19.15.7 Deskilling and the Preservation of Judgment

A subtler risk, and one particularly relevant for students and early-career practitioners, is the possibility that heavy reliance on agents degrades the analytical skills that allows them to critical evaluate agent output in the first place.

  • You cannot effectively evaluate agent-generated code if you cannot read code.
  • You cannot catch a flawed analysis if you do not understand the method.
  • You cannot assess whether a data pipeline does what it claims if you have never written one.
  • The generate/evaluate pattern depends on a human who is capable of evaluation and that capability is built through practice, not through reviewing agent output.

This is not an argument against using agents. It is an argument for being deliberate about when you use them and what you are still learning to do yourself.

  • The practitioners who will get the most from these systems over time are those who understand what the systems are doing well enough to know when they are wrong.
  • Building that understanding requires doing some things the hard way, at least until you understand them.

The goal of this chapter has been to give you that understanding.

  • You built an agent from scratch not because that is how most practitioners will interact with agents, but because the act of building makes the architecture legible.
  • When you use Claude Code, the OpenAI Agents SDK, or whatever systems succeed them, you are not operating a black box. You know what is in the loop.

19.16 Working Examples: NYC 311 Data Across Three Approaches

The examples in this section use the same dataset, New York City 311 service requests, across the three different agent approaches using four examples.

  • Seeing the same data handled by a cloud API swap on your balanced agent, a Python SDK, and an opinionated agent system makes the architectural differences concrete rather than abstract.

  • The opinionated system approach will demonstrated in two examples: one using Anthropic’s Claude Code in the terminal, and one using Positron Assistant in an IDE.

The dataset comes from NYC Open Data, which runs on the Socrata platform.

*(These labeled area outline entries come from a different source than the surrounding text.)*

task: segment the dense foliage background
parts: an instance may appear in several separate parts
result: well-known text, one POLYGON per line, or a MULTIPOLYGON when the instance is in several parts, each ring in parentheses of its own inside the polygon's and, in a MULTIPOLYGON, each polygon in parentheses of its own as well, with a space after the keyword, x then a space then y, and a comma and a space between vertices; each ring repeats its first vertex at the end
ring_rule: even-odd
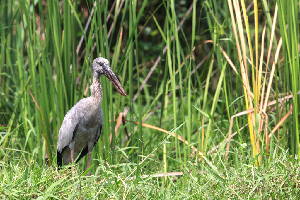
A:
POLYGON ((298 198, 299 2, 270 1, 1 1, 2 198, 298 198), (72 177, 58 135, 98 57, 127 96, 101 78, 72 177))

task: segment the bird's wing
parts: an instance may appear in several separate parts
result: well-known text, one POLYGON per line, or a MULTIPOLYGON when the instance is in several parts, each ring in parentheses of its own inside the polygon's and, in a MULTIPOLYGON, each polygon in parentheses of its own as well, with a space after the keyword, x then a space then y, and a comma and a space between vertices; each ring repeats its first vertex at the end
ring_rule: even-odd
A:
POLYGON ((58 133, 57 141, 57 165, 58 167, 62 166, 62 153, 72 141, 76 132, 79 119, 75 112, 76 110, 73 107, 67 113, 58 133))

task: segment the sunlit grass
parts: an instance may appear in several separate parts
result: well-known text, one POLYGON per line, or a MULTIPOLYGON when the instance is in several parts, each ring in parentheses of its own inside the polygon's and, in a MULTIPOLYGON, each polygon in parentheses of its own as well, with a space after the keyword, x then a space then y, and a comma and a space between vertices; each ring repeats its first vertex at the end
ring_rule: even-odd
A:
POLYGON ((4 1, 2 199, 300 196, 296 2, 4 1), (72 177, 57 136, 100 56, 127 97, 101 78, 93 175, 72 177))

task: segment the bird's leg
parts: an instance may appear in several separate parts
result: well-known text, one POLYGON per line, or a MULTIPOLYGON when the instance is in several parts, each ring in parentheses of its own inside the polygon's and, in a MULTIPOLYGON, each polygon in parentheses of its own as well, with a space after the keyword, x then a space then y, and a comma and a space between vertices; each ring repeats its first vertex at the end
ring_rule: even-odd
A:
MULTIPOLYGON (((71 159, 72 160, 72 164, 74 164, 74 149, 71 150, 71 159)), ((74 170, 74 166, 73 166, 72 167, 72 174, 75 174, 75 171, 74 170)))
MULTIPOLYGON (((86 166, 86 170, 88 170, 88 169, 90 168, 90 161, 91 160, 91 154, 92 153, 92 151, 88 151, 88 164, 86 166)), ((86 175, 88 176, 90 175, 90 172, 88 172, 88 173, 86 174, 86 175)))

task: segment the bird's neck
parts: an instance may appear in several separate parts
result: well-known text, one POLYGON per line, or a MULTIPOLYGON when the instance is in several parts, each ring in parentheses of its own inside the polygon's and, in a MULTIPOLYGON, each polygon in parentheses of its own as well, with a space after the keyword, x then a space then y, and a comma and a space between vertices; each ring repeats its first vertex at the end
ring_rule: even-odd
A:
POLYGON ((91 97, 96 103, 98 103, 101 106, 103 93, 100 78, 99 79, 93 79, 93 84, 90 87, 90 90, 91 91, 91 97))

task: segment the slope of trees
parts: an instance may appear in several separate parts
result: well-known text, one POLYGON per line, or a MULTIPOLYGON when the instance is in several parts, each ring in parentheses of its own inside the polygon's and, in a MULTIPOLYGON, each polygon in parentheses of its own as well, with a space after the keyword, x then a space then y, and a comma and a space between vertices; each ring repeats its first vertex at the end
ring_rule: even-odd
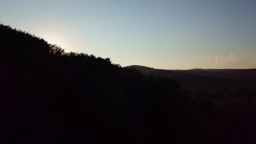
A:
MULTIPOLYGON (((219 90, 182 90, 173 78, 66 53, 3 24, 0 48, 1 144, 228 143, 242 133, 223 125, 240 128, 253 115, 254 98, 215 104, 205 96, 219 90), (247 117, 237 115, 248 103, 247 117)), ((249 141, 255 127, 241 137, 249 141)))

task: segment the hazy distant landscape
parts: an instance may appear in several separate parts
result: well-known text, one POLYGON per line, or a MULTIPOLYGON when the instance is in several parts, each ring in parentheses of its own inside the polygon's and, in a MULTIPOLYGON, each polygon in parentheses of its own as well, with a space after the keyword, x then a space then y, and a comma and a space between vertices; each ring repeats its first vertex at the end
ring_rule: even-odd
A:
POLYGON ((255 69, 122 67, 0 25, 1 143, 249 143, 255 69))
POLYGON ((0 0, 0 144, 256 143, 255 8, 0 0))

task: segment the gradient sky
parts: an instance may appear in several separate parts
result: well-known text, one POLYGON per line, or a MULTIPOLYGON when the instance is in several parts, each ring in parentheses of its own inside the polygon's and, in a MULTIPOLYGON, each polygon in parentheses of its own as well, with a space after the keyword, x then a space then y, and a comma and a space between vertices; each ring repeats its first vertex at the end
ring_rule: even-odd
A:
POLYGON ((256 0, 0 0, 0 21, 123 66, 256 68, 256 0))

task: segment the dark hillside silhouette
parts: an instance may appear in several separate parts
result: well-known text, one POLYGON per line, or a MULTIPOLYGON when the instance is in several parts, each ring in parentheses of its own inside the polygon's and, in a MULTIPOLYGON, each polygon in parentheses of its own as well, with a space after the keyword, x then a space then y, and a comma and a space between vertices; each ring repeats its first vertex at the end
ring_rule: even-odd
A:
POLYGON ((109 58, 65 52, 3 24, 0 48, 1 144, 254 140, 256 87, 252 85, 201 85, 205 78, 210 83, 223 78, 161 70, 150 76, 155 70, 147 67, 142 69, 149 73, 145 75, 109 58), (180 85, 169 72, 193 77, 180 85), (180 86, 193 83, 197 87, 191 89, 180 86))

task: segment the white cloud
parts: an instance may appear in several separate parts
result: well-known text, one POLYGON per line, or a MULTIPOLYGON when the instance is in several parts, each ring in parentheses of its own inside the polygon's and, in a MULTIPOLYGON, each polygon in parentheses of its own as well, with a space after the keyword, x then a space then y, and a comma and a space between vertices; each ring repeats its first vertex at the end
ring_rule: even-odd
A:
POLYGON ((232 54, 226 58, 217 57, 215 58, 215 61, 216 64, 230 64, 235 63, 238 61, 238 57, 236 54, 232 54))

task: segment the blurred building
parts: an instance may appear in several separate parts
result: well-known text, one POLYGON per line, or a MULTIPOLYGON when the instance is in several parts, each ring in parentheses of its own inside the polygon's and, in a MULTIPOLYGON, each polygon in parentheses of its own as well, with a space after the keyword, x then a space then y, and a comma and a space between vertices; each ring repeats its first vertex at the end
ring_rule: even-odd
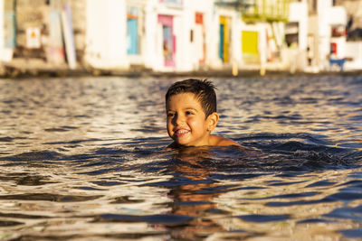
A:
POLYGON ((0 58, 54 69, 320 71, 356 60, 337 2, 0 0, 0 58))

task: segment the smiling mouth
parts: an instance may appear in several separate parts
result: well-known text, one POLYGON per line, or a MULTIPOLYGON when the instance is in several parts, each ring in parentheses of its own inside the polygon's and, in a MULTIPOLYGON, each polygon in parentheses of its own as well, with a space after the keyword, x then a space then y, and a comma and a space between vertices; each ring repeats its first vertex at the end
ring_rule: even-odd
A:
POLYGON ((182 136, 182 135, 186 134, 189 133, 189 132, 190 132, 190 131, 188 131, 188 130, 180 129, 180 130, 176 130, 176 131, 175 132, 175 134, 177 135, 177 136, 182 136))

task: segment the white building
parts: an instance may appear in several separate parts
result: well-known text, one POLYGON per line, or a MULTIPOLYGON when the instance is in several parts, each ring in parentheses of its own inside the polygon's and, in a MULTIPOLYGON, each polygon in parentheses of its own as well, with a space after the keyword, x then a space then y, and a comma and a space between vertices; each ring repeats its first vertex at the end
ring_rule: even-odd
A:
POLYGON ((308 46, 316 71, 329 70, 329 60, 346 57, 346 24, 345 8, 334 6, 332 0, 314 1, 310 5, 308 46))

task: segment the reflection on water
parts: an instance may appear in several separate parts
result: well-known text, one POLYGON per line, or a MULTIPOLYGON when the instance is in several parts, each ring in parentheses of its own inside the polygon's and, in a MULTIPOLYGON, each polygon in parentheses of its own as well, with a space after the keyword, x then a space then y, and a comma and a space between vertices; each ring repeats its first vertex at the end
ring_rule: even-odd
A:
POLYGON ((164 150, 176 80, 0 80, 0 239, 362 237, 360 77, 211 79, 249 151, 164 150))

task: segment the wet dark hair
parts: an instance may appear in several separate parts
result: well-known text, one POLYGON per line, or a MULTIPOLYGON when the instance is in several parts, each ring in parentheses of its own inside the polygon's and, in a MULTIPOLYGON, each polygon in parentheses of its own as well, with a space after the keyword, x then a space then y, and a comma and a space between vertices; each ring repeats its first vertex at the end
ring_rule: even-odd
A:
POLYGON ((216 112, 215 86, 207 79, 188 79, 172 84, 166 93, 166 104, 172 96, 181 93, 193 93, 200 101, 205 117, 216 112))

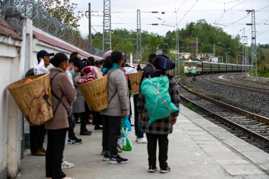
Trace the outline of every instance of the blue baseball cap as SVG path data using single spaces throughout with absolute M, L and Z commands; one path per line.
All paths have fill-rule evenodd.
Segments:
M 40 57 L 43 57 L 44 56 L 53 56 L 54 55 L 54 53 L 49 53 L 44 50 L 43 50 L 37 52 L 37 54 L 36 56 L 37 57 L 37 59 L 38 59 L 38 58 Z

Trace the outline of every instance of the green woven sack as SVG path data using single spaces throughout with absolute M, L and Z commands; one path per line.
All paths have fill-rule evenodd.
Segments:
M 145 96 L 150 118 L 149 125 L 179 111 L 171 101 L 169 88 L 169 79 L 167 76 L 146 78 L 142 82 L 141 93 Z

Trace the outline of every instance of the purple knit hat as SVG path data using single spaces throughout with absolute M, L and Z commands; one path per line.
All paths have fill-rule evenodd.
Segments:
M 108 50 L 105 52 L 105 53 L 104 54 L 104 58 L 105 59 L 105 58 L 108 57 L 109 56 L 111 56 L 111 53 L 113 51 L 111 50 Z

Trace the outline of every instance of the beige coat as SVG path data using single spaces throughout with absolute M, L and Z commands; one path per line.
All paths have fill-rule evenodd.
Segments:
M 72 109 L 70 104 L 75 100 L 77 94 L 76 92 L 69 81 L 67 75 L 62 70 L 58 68 L 52 68 L 49 74 L 49 78 L 52 78 L 58 73 L 59 73 L 54 78 L 51 84 L 51 90 L 60 98 L 62 94 L 63 94 L 62 100 L 67 107 L 69 113 L 70 114 Z M 53 95 L 52 96 L 54 112 L 59 101 Z M 60 103 L 55 112 L 53 119 L 45 123 L 46 129 L 59 129 L 69 127 L 68 116 L 63 106 Z
M 109 73 L 109 71 L 107 73 Z M 109 75 L 108 83 L 109 101 L 116 90 L 118 92 L 108 105 L 108 107 L 101 111 L 100 114 L 110 116 L 121 116 L 122 112 L 125 110 L 127 115 L 129 114 L 130 101 L 125 74 L 119 68 L 113 71 Z

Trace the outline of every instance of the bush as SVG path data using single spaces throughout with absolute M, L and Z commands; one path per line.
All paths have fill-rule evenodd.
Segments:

19.16.1 The Data: NYC 311 Service Requests

NYC 311 is the city’s non-emergency services hotline.

  • Every complaint, a broken streetlight, a noise disturbance, a landlord failing to provide heat, generates a service request record.
  • The dataset contains millions of records going back to 2010 and is updated daily.
  • For our purposes it is an ideal teaching dataset: it is real, it is large enough to be interesting, it has clear temporal and geographic structure, and it raises analytical questions that have interpretable answers.

The seasonal contrast matters for the analysis.

  • January in New York City should generate a distinctive complaint profile where heating complaints dominate, as landlords are legally required to maintain minimum indoor temperatures and the 311 system is the primary enforcement mechanism.
  • July generates a different profile as noise complaints spike with outdoor gatherings and construction, and street condition complaints increase from heat-related pavement damage.
  • An agent that finds and correctly interprets this pattern is doing real analytical work.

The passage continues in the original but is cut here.